List otwarty,
do Prezydent m. Łodzi, Rady Miejskiej, organizacji i stowarzyszeń promujących obcojęzyczne nazwy, w tym przy organizacji imprez masowych.
My członkowie Samoobrony miasta Łodzi, przypominamy wszystkim tym, dla których posługiwanie się polszczyzną stanowi problem, że w Polsce obowiązuje ustawa o języku polskim, której fragment zamieszczamy poniżej,
– zważywszy, że język polski stanowi podstawowy element narodowej tożsamości i jest dobrem narodowej kultury,
– zważywszy na doświadczenie historii, kiedy walka zaborców i okupantów z językiem polskim była narzędziem wynaradawiania,
– uznając konieczność ochrony tożsamości narodowej w procesie globalizacji,
– uznając, że polska kultura stanowi wkład w budowę wspólnej, różnorodnej kulturowo Europy, a zachowanie tej kultury i jej rozwój jest możliwy tylko poprzez ochronę języka polskiego,
– uznając tę ochronę za obowiązek wszystkich organów i instytucji publicznych Rzeczypospolitej Polskiej i powinność jej obywateli, uchwala niniejszą ustawę.

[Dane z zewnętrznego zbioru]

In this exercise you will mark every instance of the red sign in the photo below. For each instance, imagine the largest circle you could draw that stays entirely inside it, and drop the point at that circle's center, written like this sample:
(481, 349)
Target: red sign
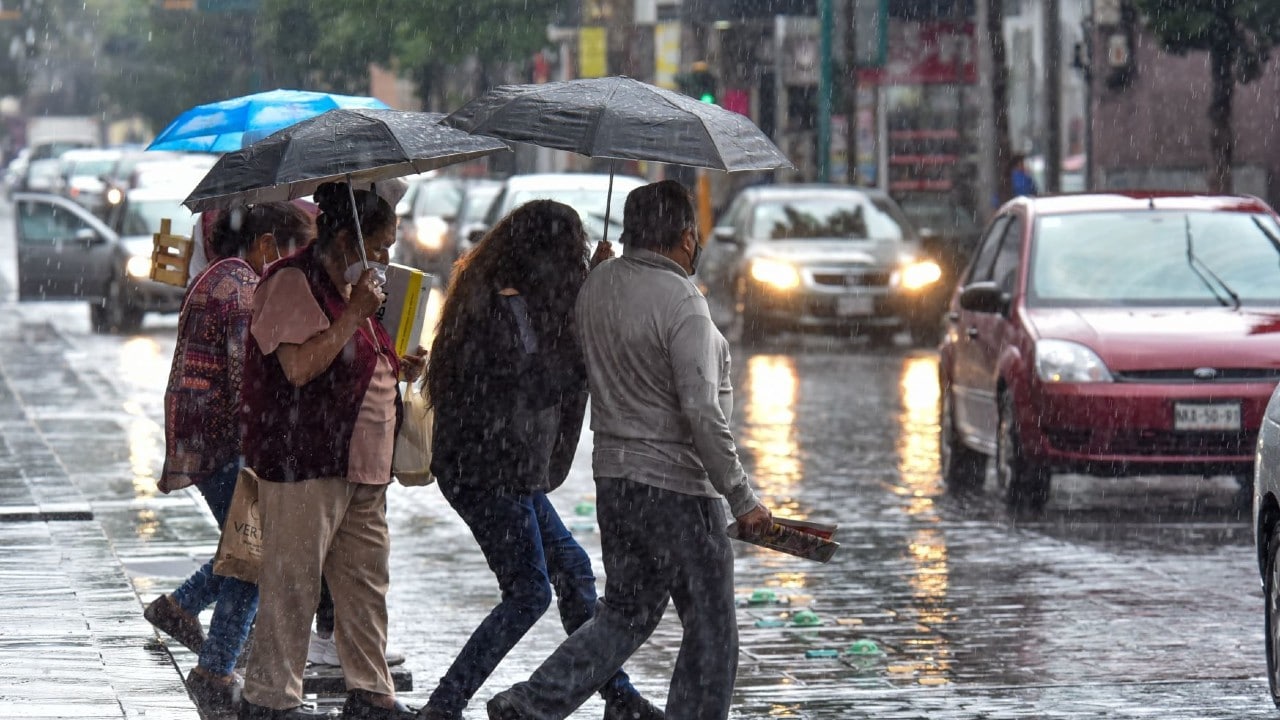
(938, 53)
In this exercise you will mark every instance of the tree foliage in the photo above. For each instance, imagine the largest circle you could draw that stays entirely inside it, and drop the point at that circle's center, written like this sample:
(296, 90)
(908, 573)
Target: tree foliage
(1238, 36)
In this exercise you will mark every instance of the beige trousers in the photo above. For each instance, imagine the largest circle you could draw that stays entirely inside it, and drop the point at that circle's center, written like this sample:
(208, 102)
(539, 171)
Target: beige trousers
(337, 528)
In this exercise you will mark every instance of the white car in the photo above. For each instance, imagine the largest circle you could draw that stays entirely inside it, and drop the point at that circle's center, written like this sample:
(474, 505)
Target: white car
(584, 192)
(1266, 532)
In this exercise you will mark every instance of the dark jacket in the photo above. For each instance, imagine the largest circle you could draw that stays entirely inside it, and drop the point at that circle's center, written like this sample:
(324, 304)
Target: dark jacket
(511, 415)
(298, 433)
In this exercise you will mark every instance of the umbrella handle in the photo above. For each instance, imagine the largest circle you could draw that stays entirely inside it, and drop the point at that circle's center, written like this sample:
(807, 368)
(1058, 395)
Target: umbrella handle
(360, 233)
(608, 201)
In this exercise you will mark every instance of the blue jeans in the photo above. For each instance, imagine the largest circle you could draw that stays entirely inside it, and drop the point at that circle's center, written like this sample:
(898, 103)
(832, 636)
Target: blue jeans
(531, 554)
(236, 600)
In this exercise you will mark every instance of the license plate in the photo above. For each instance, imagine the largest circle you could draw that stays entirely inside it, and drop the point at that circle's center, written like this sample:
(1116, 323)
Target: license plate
(851, 305)
(1206, 417)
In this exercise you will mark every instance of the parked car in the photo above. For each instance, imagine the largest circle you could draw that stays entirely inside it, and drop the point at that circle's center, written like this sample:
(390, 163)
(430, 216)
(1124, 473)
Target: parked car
(814, 256)
(1111, 335)
(585, 192)
(478, 197)
(949, 235)
(83, 174)
(1266, 533)
(423, 233)
(67, 253)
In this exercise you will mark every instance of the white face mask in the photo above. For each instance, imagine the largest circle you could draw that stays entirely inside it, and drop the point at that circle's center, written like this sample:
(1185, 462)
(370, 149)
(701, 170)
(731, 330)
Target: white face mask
(357, 268)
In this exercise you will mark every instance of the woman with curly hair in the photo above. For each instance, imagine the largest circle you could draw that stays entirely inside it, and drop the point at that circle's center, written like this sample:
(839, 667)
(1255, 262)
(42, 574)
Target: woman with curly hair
(508, 384)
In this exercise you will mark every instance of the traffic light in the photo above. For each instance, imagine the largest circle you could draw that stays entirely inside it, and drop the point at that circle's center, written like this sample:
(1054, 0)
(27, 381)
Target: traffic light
(699, 83)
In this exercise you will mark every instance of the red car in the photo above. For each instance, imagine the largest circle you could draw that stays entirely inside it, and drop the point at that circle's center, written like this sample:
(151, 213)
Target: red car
(1111, 335)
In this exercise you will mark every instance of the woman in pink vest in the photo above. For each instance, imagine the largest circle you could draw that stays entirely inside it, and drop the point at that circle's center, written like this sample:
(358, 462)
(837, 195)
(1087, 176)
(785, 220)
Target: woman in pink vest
(320, 414)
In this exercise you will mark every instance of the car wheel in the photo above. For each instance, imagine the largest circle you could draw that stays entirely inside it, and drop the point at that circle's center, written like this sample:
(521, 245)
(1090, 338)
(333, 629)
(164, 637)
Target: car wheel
(963, 468)
(115, 314)
(1025, 483)
(1271, 592)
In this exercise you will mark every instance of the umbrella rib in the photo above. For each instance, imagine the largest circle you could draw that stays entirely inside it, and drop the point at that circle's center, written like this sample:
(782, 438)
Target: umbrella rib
(595, 121)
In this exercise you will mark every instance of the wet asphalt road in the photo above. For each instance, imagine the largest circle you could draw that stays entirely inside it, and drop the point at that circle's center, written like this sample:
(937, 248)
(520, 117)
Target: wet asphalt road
(1124, 598)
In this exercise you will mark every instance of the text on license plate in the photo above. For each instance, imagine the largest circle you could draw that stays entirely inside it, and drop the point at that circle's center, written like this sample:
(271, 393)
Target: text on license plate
(855, 305)
(1206, 417)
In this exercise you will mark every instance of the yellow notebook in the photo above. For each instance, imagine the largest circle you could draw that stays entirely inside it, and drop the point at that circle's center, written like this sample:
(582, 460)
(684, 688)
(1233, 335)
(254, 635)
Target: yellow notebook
(405, 311)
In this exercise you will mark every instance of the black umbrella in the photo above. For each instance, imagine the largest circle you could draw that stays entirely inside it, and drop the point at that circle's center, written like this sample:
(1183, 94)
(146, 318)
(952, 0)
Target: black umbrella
(348, 145)
(621, 118)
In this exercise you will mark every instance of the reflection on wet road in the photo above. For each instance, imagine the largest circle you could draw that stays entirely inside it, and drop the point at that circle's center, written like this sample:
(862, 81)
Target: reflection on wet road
(1124, 596)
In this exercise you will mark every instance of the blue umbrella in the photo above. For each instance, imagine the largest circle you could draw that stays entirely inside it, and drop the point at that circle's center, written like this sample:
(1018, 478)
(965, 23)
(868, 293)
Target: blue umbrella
(232, 124)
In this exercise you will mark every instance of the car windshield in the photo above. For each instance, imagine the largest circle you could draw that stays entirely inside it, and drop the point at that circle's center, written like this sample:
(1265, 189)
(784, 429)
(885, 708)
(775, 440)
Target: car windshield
(91, 168)
(826, 218)
(144, 217)
(1155, 258)
(476, 204)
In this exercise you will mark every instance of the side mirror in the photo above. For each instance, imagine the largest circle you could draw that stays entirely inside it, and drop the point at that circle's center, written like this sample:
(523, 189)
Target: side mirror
(723, 233)
(984, 297)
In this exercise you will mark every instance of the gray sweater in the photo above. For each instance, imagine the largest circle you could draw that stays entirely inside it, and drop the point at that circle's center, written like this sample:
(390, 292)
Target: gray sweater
(659, 376)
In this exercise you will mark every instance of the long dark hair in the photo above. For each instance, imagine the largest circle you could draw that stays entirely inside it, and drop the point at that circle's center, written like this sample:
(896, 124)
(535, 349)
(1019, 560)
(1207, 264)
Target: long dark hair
(540, 251)
(236, 231)
(336, 215)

Nie ma naszej zgody na stosowanie, choćby takich nazw:
Kulinarne święto miasta Łodzi „Food fest”, „Street Beer Festival” , „Business Run”, Woonerf”,
To jest ewidentny – Anty polonizm! I w tym miejscu przypomnimy słowa Mikołaja Reja:
„A niechaj narodowie wżdy postronni znają, iż Polacy nie gęsi, iż swój język mają”.
Dlatego też, jeszcze raz przypominamy i wzywamy wszystkich tych, którzy wynaradawiają naród polski, o zaprzestanie haniebnych praktyk.
W imieniu członków Samoobrony w Łodzi
Krzysztof Łysyganicz
Powyższy list redakcja portalu Prawapolityka.pl otrzymała dziś na adres swojej poczty elektronicznej.